GÖLYAZI BELDESİ – NİLÜFER – BURSA
Gölyazı, Bursa’nın en zengin antik yerleşim yerlerinden biridir. Derin bir yarımadanın üzerinde kurulan Gölyazının tarihi M.Ö. 6. yüzyıla dek uzanır. Yazılı kaynaklardan edinilen bilgilere göre; Gölyazının antik adı, bugün Orhaneli Çayı (Kocaçay) dediğimiz antik Ryndacus ırmağından kaynaklanan “Apollonia ad Rhyndacum”dur. Apollonia eski çağların ışık tanrısı idi. Antik çağlarda Anadolu’da kurulmuş “Apollonia” adlı dokuz kent olduğu bilinir. Bu adın diğer kentlerden ayrılabilmesi, için Apolyont (Uluabat) gölünü besleyen Aizonai (Çavdarhisar) çevresinden çıkan Rhyndacus denilen ırmağa atfen konduğu kaynaklarda belirtilir.
Roma çağında gelişen Gölyazı, Bizans döneminde daha çok dinsel içerikli eserler kazanmıştır.
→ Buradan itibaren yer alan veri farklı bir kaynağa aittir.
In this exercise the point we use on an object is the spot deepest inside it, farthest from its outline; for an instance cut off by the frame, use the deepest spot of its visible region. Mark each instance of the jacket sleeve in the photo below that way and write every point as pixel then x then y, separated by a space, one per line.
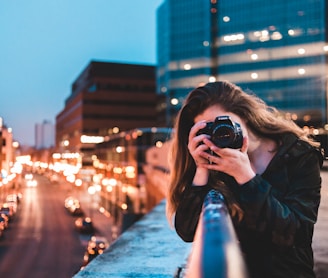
pixel 290 211
pixel 188 211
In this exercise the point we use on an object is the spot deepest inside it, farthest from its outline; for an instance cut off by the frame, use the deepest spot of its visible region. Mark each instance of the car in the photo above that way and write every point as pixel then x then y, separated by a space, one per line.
pixel 96 246
pixel 13 198
pixel 31 183
pixel 4 220
pixel 84 225
pixel 73 206
pixel 7 210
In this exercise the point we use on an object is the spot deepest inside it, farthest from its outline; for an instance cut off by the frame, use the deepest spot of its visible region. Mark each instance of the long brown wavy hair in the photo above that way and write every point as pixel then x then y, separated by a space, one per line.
pixel 260 119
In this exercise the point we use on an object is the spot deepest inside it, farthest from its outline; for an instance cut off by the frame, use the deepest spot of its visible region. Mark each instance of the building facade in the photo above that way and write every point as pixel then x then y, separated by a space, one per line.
pixel 106 98
pixel 277 49
pixel 44 135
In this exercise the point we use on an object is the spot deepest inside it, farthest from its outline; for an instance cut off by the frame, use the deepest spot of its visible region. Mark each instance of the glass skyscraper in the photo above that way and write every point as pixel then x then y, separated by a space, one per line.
pixel 276 49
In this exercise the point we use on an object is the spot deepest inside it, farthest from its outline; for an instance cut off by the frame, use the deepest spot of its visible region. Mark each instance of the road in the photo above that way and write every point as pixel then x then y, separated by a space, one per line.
pixel 41 241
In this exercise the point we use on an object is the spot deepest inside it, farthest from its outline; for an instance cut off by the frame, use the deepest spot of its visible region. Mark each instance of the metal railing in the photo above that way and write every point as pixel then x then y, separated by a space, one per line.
pixel 215 250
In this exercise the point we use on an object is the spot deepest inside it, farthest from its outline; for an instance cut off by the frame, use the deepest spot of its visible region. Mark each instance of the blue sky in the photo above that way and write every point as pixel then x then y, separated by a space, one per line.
pixel 46 44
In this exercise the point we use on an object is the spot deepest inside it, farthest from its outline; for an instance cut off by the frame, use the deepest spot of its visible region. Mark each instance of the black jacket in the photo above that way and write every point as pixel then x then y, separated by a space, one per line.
pixel 280 209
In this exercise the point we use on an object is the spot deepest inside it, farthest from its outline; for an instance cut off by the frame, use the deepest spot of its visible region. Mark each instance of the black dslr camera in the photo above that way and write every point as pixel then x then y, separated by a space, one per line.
pixel 224 132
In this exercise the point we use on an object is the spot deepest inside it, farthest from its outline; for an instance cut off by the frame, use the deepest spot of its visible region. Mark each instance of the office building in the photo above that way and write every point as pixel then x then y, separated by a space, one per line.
pixel 44 135
pixel 106 98
pixel 277 49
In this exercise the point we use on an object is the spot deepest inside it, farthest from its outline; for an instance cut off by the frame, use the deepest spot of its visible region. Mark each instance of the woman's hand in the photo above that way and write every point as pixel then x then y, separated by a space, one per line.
pixel 199 152
pixel 234 162
pixel 196 146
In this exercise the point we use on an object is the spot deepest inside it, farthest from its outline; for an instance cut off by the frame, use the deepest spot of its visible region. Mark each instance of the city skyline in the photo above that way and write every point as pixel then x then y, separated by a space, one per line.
pixel 47 45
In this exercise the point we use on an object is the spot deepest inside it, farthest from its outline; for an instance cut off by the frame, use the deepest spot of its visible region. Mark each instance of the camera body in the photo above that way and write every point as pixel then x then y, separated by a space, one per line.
pixel 224 132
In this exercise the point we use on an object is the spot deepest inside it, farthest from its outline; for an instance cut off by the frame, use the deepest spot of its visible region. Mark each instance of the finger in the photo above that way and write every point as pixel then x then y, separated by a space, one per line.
pixel 195 128
pixel 245 145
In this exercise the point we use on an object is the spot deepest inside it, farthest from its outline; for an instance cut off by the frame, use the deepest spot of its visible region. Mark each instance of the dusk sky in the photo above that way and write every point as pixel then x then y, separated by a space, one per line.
pixel 45 45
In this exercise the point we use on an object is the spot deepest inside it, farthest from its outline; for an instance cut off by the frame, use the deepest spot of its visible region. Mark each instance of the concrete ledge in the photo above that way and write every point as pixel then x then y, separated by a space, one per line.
pixel 149 248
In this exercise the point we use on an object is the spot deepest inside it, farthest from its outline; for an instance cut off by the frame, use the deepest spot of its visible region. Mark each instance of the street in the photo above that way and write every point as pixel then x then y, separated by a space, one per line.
pixel 41 241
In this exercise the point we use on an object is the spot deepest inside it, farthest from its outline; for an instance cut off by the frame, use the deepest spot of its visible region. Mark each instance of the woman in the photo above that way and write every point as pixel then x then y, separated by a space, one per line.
pixel 271 182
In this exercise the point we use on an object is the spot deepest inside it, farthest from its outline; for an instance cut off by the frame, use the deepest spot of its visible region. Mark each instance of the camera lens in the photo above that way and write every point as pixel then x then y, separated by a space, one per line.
pixel 223 136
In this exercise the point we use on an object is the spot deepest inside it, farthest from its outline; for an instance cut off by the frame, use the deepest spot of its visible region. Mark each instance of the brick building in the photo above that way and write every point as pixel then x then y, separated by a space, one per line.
pixel 107 98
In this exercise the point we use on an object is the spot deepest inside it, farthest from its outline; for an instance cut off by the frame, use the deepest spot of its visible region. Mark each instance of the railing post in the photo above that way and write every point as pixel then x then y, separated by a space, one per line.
pixel 215 251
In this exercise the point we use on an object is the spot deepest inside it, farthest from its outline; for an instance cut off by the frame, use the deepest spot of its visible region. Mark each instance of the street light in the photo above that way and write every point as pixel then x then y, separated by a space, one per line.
pixel 91 191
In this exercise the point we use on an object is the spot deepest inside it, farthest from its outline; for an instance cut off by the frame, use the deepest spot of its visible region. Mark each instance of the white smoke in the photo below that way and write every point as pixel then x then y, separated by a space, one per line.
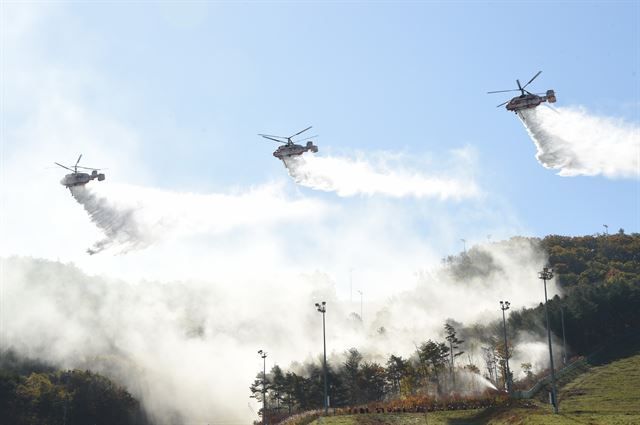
pixel 349 177
pixel 188 349
pixel 575 142
pixel 135 217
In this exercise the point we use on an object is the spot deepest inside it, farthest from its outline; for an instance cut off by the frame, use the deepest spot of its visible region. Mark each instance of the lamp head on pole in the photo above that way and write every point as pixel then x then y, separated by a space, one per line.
pixel 546 273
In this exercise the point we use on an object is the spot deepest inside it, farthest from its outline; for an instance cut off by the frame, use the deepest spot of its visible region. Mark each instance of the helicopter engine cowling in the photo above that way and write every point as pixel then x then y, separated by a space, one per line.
pixel 551 96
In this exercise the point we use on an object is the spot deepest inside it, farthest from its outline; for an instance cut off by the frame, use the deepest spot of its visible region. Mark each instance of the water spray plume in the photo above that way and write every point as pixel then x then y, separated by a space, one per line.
pixel 135 217
pixel 575 142
pixel 349 177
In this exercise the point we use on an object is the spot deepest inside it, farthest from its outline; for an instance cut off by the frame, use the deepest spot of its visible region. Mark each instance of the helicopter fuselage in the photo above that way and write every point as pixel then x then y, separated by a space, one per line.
pixel 80 179
pixel 291 149
pixel 527 101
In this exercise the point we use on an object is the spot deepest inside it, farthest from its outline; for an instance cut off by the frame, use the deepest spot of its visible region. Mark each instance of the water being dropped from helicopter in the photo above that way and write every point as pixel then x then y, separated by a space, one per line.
pixel 575 142
pixel 351 177
pixel 119 224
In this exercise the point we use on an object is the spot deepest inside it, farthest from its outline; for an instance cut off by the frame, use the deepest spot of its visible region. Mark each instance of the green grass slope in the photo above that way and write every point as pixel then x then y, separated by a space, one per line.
pixel 608 394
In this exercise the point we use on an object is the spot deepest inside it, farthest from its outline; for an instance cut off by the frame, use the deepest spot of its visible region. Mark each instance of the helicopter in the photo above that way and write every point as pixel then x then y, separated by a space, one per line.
pixel 78 178
pixel 290 148
pixel 528 100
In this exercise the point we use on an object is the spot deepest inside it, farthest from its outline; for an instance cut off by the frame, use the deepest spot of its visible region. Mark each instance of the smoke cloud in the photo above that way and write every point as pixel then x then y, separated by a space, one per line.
pixel 187 349
pixel 135 217
pixel 575 142
pixel 349 177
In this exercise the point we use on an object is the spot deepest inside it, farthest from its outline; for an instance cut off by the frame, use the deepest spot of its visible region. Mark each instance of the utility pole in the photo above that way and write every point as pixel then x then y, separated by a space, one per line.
pixel 547 274
pixel 351 287
pixel 504 306
pixel 263 354
pixel 564 339
pixel 322 308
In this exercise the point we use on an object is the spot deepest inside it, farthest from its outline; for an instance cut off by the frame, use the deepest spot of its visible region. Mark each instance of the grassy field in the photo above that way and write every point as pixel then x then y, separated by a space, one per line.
pixel 607 394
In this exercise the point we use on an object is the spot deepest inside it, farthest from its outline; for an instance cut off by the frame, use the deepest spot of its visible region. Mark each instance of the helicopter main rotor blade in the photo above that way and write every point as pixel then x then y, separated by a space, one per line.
pixel 307 138
pixel 299 132
pixel 64 166
pixel 534 77
pixel 271 135
pixel 275 140
pixel 89 168
pixel 501 91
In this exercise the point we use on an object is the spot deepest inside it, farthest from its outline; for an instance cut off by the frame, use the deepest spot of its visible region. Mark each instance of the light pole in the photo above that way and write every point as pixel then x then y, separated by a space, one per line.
pixel 504 306
pixel 351 286
pixel 361 315
pixel 547 274
pixel 263 354
pixel 322 308
pixel 564 339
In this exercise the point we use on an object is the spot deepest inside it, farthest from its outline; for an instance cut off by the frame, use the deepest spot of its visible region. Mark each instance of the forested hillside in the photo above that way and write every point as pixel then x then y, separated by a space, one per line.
pixel 32 393
pixel 600 279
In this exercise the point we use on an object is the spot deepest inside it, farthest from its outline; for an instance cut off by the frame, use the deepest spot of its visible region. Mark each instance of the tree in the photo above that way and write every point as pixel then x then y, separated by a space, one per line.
pixel 396 368
pixel 435 355
pixel 454 344
pixel 352 376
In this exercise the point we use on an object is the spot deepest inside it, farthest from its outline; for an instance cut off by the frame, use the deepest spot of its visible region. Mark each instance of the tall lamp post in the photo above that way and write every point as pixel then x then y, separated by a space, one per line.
pixel 564 339
pixel 504 306
pixel 263 354
pixel 322 308
pixel 547 274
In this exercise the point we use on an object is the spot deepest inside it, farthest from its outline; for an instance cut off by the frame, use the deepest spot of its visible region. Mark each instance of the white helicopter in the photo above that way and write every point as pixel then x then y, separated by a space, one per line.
pixel 77 178
pixel 290 148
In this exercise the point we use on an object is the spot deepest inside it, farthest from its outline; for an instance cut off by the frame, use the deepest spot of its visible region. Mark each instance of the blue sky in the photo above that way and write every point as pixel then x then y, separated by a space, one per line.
pixel 196 81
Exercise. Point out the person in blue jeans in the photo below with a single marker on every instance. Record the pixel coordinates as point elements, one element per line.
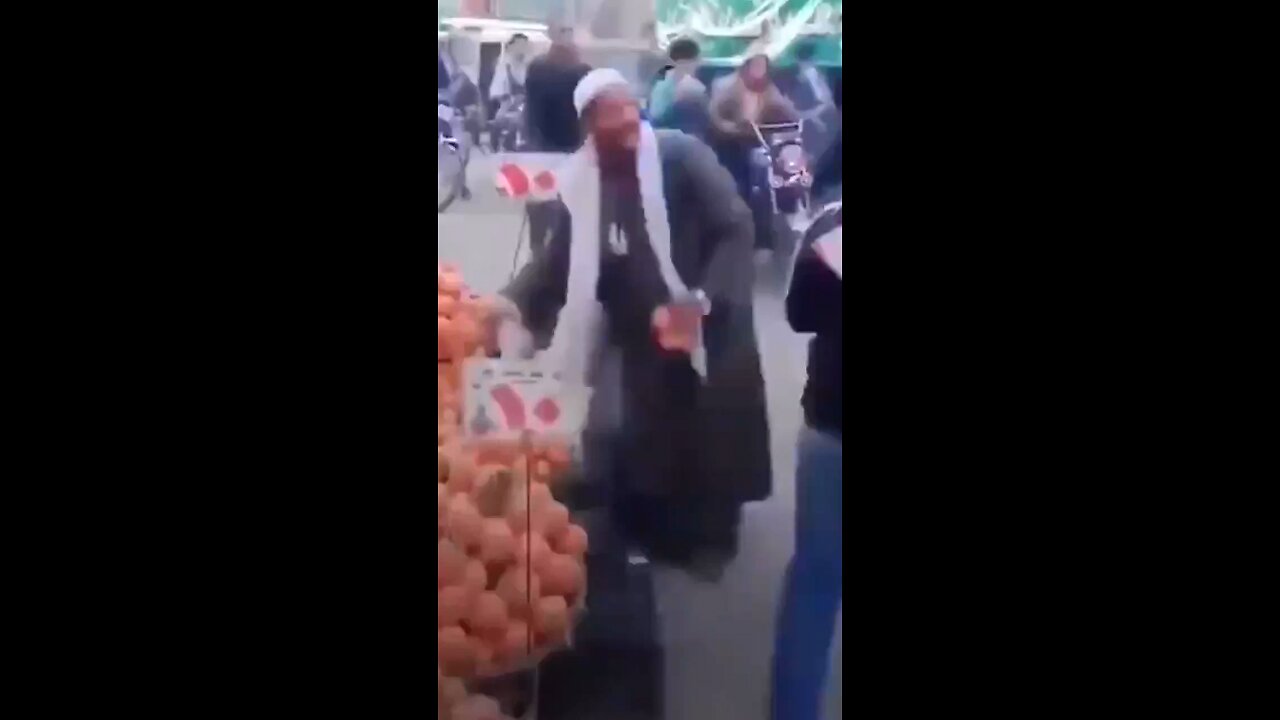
<point>813,588</point>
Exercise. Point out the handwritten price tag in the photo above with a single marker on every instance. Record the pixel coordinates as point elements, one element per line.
<point>506,399</point>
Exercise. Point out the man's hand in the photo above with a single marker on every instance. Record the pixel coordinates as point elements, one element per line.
<point>506,333</point>
<point>677,324</point>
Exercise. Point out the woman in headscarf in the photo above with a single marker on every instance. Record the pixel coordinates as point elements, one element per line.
<point>650,237</point>
<point>748,96</point>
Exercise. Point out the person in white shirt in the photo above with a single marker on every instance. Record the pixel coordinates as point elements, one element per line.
<point>508,77</point>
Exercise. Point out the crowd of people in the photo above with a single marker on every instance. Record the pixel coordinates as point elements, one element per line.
<point>641,281</point>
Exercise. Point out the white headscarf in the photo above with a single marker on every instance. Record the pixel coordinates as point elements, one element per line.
<point>581,320</point>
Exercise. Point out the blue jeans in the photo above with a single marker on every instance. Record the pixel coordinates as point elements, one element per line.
<point>813,589</point>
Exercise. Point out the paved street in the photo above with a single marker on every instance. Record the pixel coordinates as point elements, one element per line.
<point>717,637</point>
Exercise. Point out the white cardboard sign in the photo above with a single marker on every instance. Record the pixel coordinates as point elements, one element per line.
<point>506,399</point>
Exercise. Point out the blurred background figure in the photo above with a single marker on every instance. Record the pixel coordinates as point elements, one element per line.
<point>679,99</point>
<point>507,95</point>
<point>814,100</point>
<point>745,99</point>
<point>508,77</point>
<point>813,587</point>
<point>551,117</point>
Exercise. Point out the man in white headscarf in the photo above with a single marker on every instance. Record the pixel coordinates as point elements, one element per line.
<point>648,277</point>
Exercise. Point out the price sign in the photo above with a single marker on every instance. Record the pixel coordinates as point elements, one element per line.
<point>506,399</point>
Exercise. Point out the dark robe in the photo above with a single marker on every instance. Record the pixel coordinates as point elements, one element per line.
<point>698,446</point>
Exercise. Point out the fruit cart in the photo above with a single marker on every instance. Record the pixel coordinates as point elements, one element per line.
<point>519,637</point>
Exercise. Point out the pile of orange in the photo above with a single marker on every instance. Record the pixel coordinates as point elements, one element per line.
<point>510,560</point>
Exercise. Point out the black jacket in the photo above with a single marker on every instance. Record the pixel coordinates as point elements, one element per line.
<point>553,124</point>
<point>816,305</point>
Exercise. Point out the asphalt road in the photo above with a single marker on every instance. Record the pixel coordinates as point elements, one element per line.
<point>717,636</point>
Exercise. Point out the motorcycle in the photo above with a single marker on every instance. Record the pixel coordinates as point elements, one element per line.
<point>781,153</point>
<point>781,187</point>
<point>453,151</point>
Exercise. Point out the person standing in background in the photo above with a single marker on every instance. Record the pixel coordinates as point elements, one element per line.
<point>816,103</point>
<point>679,100</point>
<point>813,588</point>
<point>508,77</point>
<point>739,100</point>
<point>508,85</point>
<point>553,124</point>
<point>551,117</point>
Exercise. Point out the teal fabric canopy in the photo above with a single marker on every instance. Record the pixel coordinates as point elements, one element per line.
<point>731,30</point>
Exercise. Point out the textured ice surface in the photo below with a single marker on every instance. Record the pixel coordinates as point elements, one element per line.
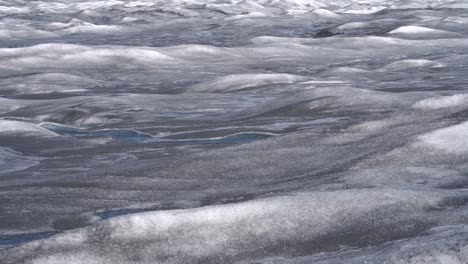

Bugüne dek sürekli arkeolojik kazılar gerçekleştirilmeyen bölgeyle ilgili bazı bilgiler burada bulunan sikkelerin incelenmesi ile elde edilmiştir. Bölgede, M.Ö. 1. yüzyılda Apollonia’da kerevit kabartmalı sikkeler darp ediliyordu. Bölgede bol miktarda Bizans imparatorluk sikkeleri de bulunmuştur. 1303 Dimboz zaferinden sonra Kite (Ürünlü) Tekfuru’nun topraklarını alan Osman Gazi, Gölyazı Bölgesini de Türklere açmıştır. Hem bölgede, hem de Uluabat Gölü üzerindeki adalardan Alyos ve Manastır adalarında Bizans döneminden kalma ören yerleri vardır. Halk arasında “Deliktaş” olarak anılan ve su kemeri olduğu tahmin edilen bir yapı ile “Taş Kapı” diye adlandırılan antik kale kalıntılarının yanısıra, Kız Adası’nda bulunan Apollon Tapınağı’nın kalıntıları, antik tiyatro kalıntıları, yarımadanın çevresinde kalıntılarına rastlanan surlar, 19. yüzyılda burada yaşayan Rum azınlık tarafından yaptırılan Hagios Georgios Kilisesi ve Manastır Adası’nda kalıntıları bulunan Hagios Konstantinos Manastırı Kilisesi bölgenin en ilgi çekici tarihi kalıntılarıdır. SİT alanı ilan edilerek koruma altına alınan bölgede ayrıca, yapılış tarihi bilinmeyen tarihi bir cami ve hamam bulunmaktadır. Bugün “ağlayan ağaç” adıyla anılan ve Gölyazı’nın yarımadayla bağlantısını sağlayan köprünün başında bulunan 400 yıllık çınar da görülmeye değer bir doğa harikasıdır.
Gölyazı, Türklerle Rumların ortak tarihi açısından önemli özelliklere sahiptir. Eski bir Rum köyü olan ve bugün daha çok mübadele ile Selanik’ten göç edenlerin yaşadığı Gölyazı, Osmanlı döneminde Türklerle Rumların bir arada yaşadığı ve Rumların çoğunlukta olduğu bir yerleşim merkeziydi. 1924 yılında mübadele anlaşması ile gelen Türk göçmenler, Gölyazı ve çevresi ile uyum sağlamışlar, çalışkanlıklarıyla çevre kültürünü geliştirmişlerdir. Tamamı SİT alanı olan ve bağlı olduğu ilçeye adını veren muhteşem nilüfer çiçeklerine ev sahipliği yapan Uluabat Gölü, 2–4 metre arasındaki derinliği ve puslu havasıyla farklı bir görüntü yansıtır. Gölyazı halkının geçim kaynağı tarım, balıkçılık ve turizmdir. Gölde turna, sazan ve köylüler tarafından “Feki” adı verilen küçük bir balık türü yaşar. Uluabat’ın simgesi olan kerevit ise bölge halkının geçim kaynağı olmaktan çoktan çıkarak anılardaki yerini almış durumdadır. İlkbaharda gölün yükselmesiyle su içinde kalan ağaçlar, yine bu sularda süzülen ördekler, çoğu zaman gölü kaplayan sis, sazlık bölgeler, sandallarında avlanan balıkçı kadınlar, Arnavut kaldırımlı sokaklar; antik çağda Apolyont olarak bilinen bu köyün güzelliklerinden yalnızca birkaçıdır.